A mass spectrometry-based approach identifies a putative plasma protein biomarker signature for early diabetic kidney disease diagnosis

Diabetic kidney disease (DKD) is the leading cause of kidney failure among diabetic patients. At the time of clinical diagnosis, kidney function has already significantly deteriorated, limiting treatment options. We developed a novel approach using tandem mass tags (TMT) labelling to identify kidney proteins in plasma samples and putative protein biomarker signatures that distinguish patients with DKD or reduced kidney function from control individuals.

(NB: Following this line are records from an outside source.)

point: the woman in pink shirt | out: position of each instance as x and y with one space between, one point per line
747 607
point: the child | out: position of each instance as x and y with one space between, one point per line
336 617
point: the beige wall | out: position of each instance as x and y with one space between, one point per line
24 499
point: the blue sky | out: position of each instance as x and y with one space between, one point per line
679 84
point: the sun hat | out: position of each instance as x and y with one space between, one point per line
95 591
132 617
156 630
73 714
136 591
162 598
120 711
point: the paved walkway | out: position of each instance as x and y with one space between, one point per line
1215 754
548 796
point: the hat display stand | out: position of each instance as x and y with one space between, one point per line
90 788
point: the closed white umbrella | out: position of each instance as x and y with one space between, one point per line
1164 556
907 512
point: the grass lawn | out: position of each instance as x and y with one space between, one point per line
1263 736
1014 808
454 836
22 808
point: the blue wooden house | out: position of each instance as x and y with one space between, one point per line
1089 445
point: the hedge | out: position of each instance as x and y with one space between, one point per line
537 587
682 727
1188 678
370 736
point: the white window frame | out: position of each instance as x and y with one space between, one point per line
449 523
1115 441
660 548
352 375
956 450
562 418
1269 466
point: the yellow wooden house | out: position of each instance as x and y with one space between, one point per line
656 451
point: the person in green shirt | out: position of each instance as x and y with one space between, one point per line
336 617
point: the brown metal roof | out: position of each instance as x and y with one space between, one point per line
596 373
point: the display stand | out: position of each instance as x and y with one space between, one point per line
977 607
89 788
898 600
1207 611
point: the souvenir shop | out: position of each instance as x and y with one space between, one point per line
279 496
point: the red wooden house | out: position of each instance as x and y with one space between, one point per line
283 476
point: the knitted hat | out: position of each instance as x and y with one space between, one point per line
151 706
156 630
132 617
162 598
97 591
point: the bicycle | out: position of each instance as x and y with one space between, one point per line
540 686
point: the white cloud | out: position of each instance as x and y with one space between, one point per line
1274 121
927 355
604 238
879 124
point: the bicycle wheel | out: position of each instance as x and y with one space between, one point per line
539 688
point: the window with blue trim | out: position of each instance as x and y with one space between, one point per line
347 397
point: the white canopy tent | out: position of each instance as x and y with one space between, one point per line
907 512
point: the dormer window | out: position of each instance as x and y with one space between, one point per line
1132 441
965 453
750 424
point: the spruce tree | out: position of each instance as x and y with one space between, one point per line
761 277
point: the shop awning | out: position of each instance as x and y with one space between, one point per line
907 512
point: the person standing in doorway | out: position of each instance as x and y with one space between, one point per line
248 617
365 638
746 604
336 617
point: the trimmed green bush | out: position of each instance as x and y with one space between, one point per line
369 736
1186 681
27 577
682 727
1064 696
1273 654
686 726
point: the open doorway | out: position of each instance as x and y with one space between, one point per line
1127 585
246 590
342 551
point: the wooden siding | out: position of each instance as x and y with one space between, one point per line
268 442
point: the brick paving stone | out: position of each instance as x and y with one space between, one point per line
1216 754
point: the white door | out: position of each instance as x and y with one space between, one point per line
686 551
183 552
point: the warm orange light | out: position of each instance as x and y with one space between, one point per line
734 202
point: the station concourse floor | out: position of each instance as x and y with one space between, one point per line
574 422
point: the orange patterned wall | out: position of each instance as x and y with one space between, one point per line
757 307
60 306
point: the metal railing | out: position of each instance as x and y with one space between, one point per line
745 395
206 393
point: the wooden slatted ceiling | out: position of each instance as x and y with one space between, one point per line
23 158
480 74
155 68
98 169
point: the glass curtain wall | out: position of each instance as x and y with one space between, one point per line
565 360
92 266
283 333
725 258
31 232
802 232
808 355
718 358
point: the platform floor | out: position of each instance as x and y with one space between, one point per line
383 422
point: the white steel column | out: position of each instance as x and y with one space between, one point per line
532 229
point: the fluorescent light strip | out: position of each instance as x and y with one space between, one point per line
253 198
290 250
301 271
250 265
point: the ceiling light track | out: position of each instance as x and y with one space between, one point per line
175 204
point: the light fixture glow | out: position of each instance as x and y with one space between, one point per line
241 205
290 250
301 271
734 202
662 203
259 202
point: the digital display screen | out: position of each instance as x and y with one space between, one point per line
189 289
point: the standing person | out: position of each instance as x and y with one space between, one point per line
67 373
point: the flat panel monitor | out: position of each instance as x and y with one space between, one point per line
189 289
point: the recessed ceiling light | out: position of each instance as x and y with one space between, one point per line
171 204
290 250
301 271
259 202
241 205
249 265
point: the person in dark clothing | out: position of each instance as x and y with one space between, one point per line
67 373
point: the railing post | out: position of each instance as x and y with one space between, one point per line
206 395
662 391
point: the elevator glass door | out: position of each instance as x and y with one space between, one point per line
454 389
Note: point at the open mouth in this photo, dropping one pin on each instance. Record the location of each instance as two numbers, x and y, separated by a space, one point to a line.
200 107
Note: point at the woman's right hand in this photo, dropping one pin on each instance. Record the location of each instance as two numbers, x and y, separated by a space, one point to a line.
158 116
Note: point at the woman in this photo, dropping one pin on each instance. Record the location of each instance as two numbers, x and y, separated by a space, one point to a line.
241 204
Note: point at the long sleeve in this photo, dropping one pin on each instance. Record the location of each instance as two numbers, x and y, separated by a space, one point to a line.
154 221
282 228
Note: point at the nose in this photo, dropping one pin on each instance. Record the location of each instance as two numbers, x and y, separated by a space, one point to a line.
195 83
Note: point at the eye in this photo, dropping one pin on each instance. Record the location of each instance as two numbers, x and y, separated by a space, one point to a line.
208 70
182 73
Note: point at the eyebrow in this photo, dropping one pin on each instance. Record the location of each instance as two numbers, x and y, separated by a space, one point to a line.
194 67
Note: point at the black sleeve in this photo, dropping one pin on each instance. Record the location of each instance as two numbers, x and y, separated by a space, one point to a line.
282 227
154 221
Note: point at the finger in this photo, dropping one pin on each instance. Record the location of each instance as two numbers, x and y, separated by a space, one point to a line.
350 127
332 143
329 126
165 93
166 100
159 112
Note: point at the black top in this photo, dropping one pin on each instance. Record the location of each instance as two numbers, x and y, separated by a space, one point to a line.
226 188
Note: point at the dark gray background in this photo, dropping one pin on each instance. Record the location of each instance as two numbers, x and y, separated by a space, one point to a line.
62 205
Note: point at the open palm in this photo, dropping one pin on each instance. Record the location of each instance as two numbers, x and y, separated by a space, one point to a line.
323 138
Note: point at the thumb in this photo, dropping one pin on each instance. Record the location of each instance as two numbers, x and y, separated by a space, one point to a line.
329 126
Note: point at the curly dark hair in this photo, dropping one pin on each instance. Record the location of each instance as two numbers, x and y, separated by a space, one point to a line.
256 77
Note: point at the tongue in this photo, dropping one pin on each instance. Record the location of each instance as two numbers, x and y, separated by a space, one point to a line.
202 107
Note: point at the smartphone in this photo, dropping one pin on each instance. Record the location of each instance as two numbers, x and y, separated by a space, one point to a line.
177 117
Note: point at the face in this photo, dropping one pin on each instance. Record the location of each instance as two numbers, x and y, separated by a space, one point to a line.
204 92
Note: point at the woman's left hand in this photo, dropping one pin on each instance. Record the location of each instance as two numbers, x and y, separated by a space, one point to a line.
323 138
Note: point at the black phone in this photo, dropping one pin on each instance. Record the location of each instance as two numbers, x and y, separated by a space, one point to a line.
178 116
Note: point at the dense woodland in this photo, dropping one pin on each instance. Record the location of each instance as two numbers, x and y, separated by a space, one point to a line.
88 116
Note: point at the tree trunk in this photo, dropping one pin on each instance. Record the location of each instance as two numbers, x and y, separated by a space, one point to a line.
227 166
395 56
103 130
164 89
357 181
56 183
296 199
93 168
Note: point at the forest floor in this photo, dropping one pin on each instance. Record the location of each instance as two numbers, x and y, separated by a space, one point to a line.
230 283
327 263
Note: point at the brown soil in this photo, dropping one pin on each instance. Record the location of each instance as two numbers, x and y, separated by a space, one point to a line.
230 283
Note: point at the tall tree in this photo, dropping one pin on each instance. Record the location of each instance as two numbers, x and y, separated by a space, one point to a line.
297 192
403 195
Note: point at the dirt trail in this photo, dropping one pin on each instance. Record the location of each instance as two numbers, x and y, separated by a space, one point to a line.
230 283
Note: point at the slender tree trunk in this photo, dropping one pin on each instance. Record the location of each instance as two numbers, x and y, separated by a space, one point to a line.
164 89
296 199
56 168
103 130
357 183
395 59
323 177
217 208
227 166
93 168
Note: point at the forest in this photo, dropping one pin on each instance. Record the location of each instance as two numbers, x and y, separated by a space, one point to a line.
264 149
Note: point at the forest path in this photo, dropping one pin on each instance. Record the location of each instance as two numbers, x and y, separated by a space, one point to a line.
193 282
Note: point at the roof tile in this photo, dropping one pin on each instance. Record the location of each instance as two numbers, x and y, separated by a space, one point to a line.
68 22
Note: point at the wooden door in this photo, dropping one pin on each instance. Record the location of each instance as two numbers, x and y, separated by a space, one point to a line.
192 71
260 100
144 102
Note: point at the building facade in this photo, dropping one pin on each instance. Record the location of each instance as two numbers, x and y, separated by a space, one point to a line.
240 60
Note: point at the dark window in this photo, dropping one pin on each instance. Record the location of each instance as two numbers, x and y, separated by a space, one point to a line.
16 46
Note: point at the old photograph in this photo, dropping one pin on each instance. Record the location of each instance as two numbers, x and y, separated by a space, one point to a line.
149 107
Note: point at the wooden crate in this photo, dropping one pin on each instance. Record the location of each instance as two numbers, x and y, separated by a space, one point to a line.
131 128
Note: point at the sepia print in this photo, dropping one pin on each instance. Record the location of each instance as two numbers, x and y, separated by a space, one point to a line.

Plasma samples from 28 patients from the NC A&T Men's Minority Health Initiative Cohort included 7 healthy controls, 7 patients with diabetes and microalbuminuria (DM), and 2 patients with DKD. In addition, our sample set included 12 individuals with DM but no detectable microalbuminuria. Plasma samples were depleted, and analysed using TMT labelling with kidney lysate as a reference sample to identify potentially kidney-derived proteins in plasma that could indicate early kidney cell damage and protein leakage. A total of 424 proteins were identified in the plasma samples. Of these, the Human Protein Atlas labels 375 as proteins expressed in the kidney and 4 proteins as kidney-enriched. We identified 13 proteins whose abundance levels were different between patients with kidney injury and controls (P < .05). Using sparse partial least squares discriminant analysis, we identified a biomarker signature of four plasma proteins that confidently distinguish samples from individuals with kidney injury and control individuals. Interestingly, samples from DM patients without any detectable kidney dysfunction align between the controls and individuals with kidney damage, suggesting that some of these individuals are more similar in their biomarker signature to DKD patients and may be progressing to microalbuminuria.